Nella sua complessa architettura drammatico/visiva (la sceneggiatura dell'ex giornalista Mark Boal è un ibrido tra reportage investigativo e fiction, la mise en scene di Bigelow è limpida, inequivocabile, priva dei virtuosissimi manipolatori di un Greengrass), Zero Dark Thirty è un film che non prevede «zone di conforto» per lo spettatore. Quello che sta succedendo - che sia una bomba su un bus di Londra o in una base militare afghana, o un uomo torturato selvaggiamente in una remota prigione pakistana o polacca - è un problema di tutti.
Il «lavoro» della guerra era anche il tema di The Hurt Locker e tutto il cinema di Bigelow è fatto di appassionate immersioni in microcosmi di cui esplora procedure e codici (che si tratti di bikers, vampiri, surfisti rapinatori o militari che disinnescano bombe). Allo stesso modo Zero Dark Thirty è un film che esiste in un microcosmo preciso, la caccia a Bin Laden vista non attraverso le scelte di Bush o Obama, ma nel quotidiano di chi l'ha fatta.
Bigelow e Boal affidano la loro storia a un'analista fresca di college (Jessica Chastain), catapultata a Islamabad da Langley. Il personaggio esiste realmente. Attraverso di lei, Bigelow suggerisce in modo sottile, ma inequivocabile, la differenza di prospettiva che esiste tra lo sguardo di una donna e quello di un uomo. Che è poi il senso profondo di tutto il suo cinema.
Maya (Chastain) ci mette un po' ad abituarsi alla realtà della «guerra contro il terrore». Ma poi trova il modo di adeguarsi - dopo tutto, come dicono nei corridoi della sede Cia in Pakistan, ha l'istinto di un killer.
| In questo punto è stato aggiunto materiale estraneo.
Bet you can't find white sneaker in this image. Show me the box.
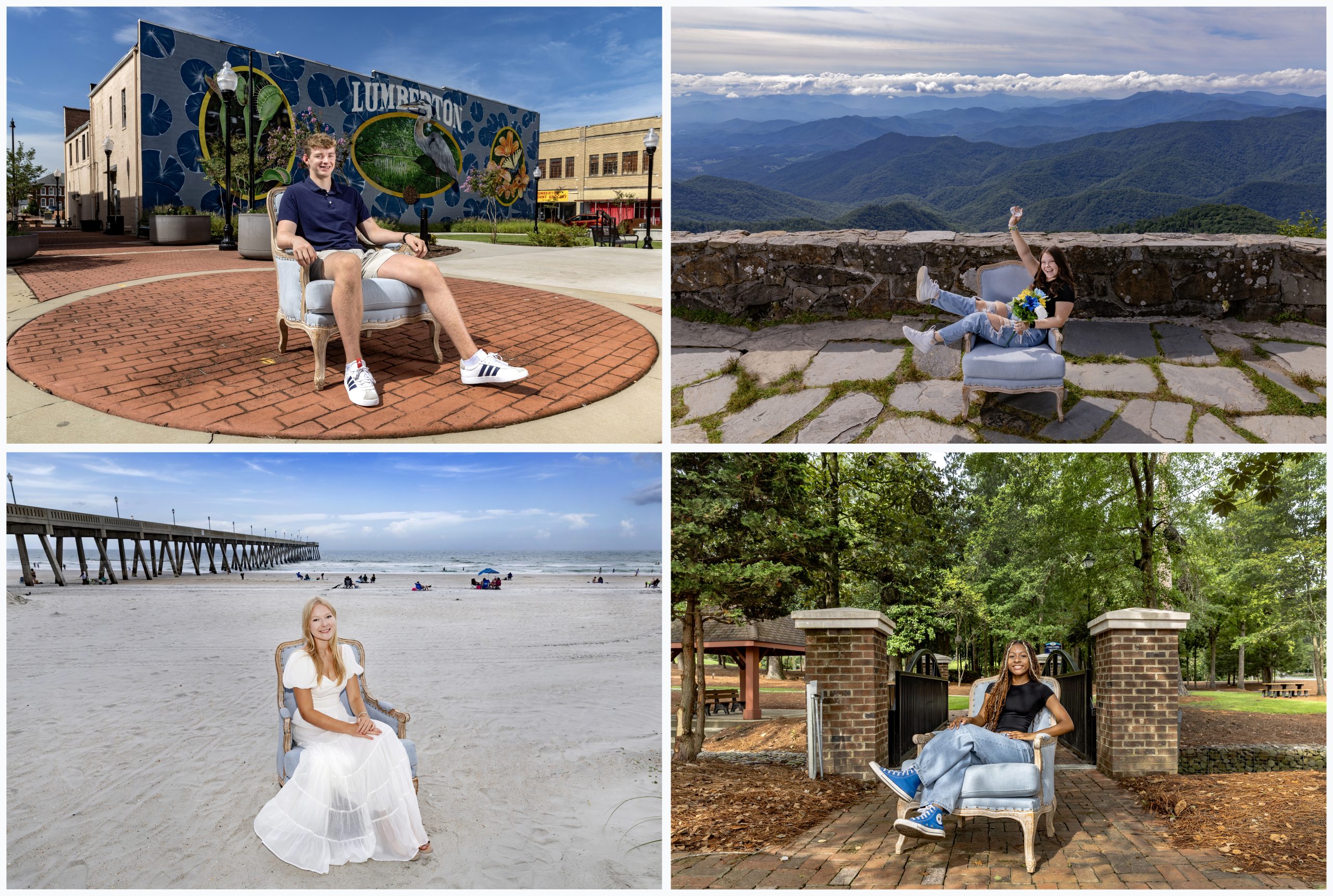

In un arco di tempo di circa otto anni, concentrato in due ore e quaranta di film, Maya punta tutte le sue energie su quello che molti dei suoi colleghi credono un fantasma: Abu Ahmad-alKuwaiti, un classico «ago nel pagliaio» che si rivelerà il corriere speciale di Bin Laden e l'uomo che porterà gli americani allo scalcinato «fortino» di Abbottabad.
Sorveglianza incessante, interrogatori, bustarelle, piste false, altri interrogatori, altra sorveglianza... il tutto punteggiato da notizie di bombe che esplodono qua e là , colleghi che ci lasciano la pelle, incluso il regalo di una sfavillante Lamborghini gialla a un ricco saudita in cambio del numero di telefono della mamma di Abu-Ahmad...ll suo è un lavoro ossessivo, frustrante e certosino. Condotto quasi esclusivamente lontano da Washington e occasionalmente insubordinandosi al proprio capo, che la vorrebbe impegnata su altro. Nell'arco di quegli anni di caccia ossessiva, la Casa Bianca cambia di mano. Sullo sfondo di una scena, Obama in tv promette la messa fuori legge della tortura.
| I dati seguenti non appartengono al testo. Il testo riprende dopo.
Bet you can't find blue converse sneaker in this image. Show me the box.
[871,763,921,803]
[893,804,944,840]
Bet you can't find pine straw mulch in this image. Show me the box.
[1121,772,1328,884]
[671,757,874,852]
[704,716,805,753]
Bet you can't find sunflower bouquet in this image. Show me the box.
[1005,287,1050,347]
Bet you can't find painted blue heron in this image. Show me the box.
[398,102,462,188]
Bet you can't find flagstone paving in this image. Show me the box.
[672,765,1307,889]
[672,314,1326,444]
«L'aria è diversa a Washington. Fai attenzione a non rimanere l'ultima con un collare di cane in mano», le dice un collega prima di rientrare in Usa. Ma in genere Zero Dark Thirty evita accuratamente le maiuscole della politica. Si vedono per un paio di scene Panetta (James Gandolfini), Brenner... Ma il film, e la storia, appartengono a Maya, ai suoi colleghi e ai Seals che completeranno il raid. Al momento della messa in lavorazione, alcuni repubblicani l'avevano denunciata come un'operazione di propaganda favorita dalla Casa Bianca di Obama per opportunistici scopi elettorali. Per evitare problemi, l'uscita del film era stata posticipata a Natale.
Visto adesso, a rielezione avvenuta, Zero Dark Thirty non solo non è un film banalmente «pro Obama»: non è un film su un evento del passato, né descrive un sollievo. Nella sua magnifica, sicura, chiarezza formale e politica è una finestra su un problema aperto - Guantanamo, i black sites, i droni... Ci stanno davanti, portando con sé interrogativi difficili da risolvere. Sono decisamente, ancora, un problema di tutti.